Sorry to disagree with you, but I think that for a sixteen-year-old (or younger) that sex IS dangerous. A 16-year-old is still a child, and as a child, is wont to try things that they are not ready for. Sex is one of those things. besides the more serious dangers of STD's and pregnancy (both of which can permanently impact a young person's life) there are the less obvious dangers to learning how to form meaningful relationships.
One of the big problems to surface lately is very young girls (ages 12-14) becoming sexually involved with "boys" that are several years older. This represents a huge power differential, much like the one that exists between client and counselor. A young girl is easily persuaded to do somehting not in her best interests when it is presented by an older boy who charms her by telling her what she wants to hear.
Even outside of this disparate situation, teens who engage in sex often shortcircuit the development of real emotional closeness. Sex can feel like closeness, but too often it eclipses the possibility of developing a relationship.
And, as far as sex education, you can tell teens all they need to know about "safe"sex, contraceptives and the like, but due to the developmental phenomenon of a teen's sense of imperviousness and immortality (it won't happen to me) teens too often ignore all the information they get from us "un-fun" adults.

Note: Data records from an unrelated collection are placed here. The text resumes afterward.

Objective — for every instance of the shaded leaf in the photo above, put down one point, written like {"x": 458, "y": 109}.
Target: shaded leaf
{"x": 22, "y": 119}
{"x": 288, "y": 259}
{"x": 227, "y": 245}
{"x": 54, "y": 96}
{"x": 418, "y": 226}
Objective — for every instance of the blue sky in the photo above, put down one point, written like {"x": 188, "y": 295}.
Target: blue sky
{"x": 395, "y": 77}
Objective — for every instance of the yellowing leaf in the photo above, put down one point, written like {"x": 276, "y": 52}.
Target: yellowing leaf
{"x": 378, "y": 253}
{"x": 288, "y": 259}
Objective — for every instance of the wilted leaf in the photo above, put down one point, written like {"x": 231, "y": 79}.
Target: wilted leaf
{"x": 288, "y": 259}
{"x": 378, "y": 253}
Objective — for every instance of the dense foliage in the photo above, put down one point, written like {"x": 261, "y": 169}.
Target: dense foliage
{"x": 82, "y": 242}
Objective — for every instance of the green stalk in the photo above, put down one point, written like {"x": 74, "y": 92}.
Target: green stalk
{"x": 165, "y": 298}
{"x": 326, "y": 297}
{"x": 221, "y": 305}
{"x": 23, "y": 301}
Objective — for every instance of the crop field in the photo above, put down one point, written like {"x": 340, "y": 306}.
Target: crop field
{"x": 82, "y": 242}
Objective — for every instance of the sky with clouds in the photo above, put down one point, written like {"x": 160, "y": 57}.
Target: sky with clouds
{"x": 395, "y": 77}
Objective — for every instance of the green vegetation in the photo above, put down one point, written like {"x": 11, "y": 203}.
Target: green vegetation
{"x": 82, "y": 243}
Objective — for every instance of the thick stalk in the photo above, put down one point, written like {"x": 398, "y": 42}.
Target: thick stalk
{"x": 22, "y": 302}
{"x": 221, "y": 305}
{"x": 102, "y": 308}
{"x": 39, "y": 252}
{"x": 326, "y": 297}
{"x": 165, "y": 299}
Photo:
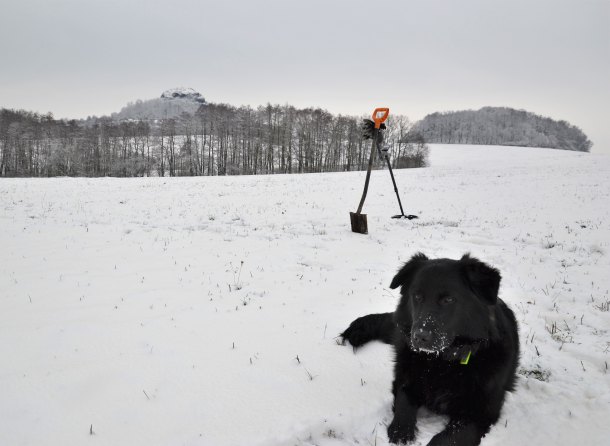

There was recently a program on PBS that addressed the phenomenon of teen sexual behaviors, and how much of a social expectation it has become to have sex with a boyfriend. All of the girls interviewed expressed regret for having engaged in sex at such a young age, it seemed for emotional reasons.
There is NEVER any reason for an unmarried economically dependent teen to be having sex. I stand by my position that teens need to be given permission to say "no" until such a time they feel they are ready and are consenting without coercion or unhealthy persuasion.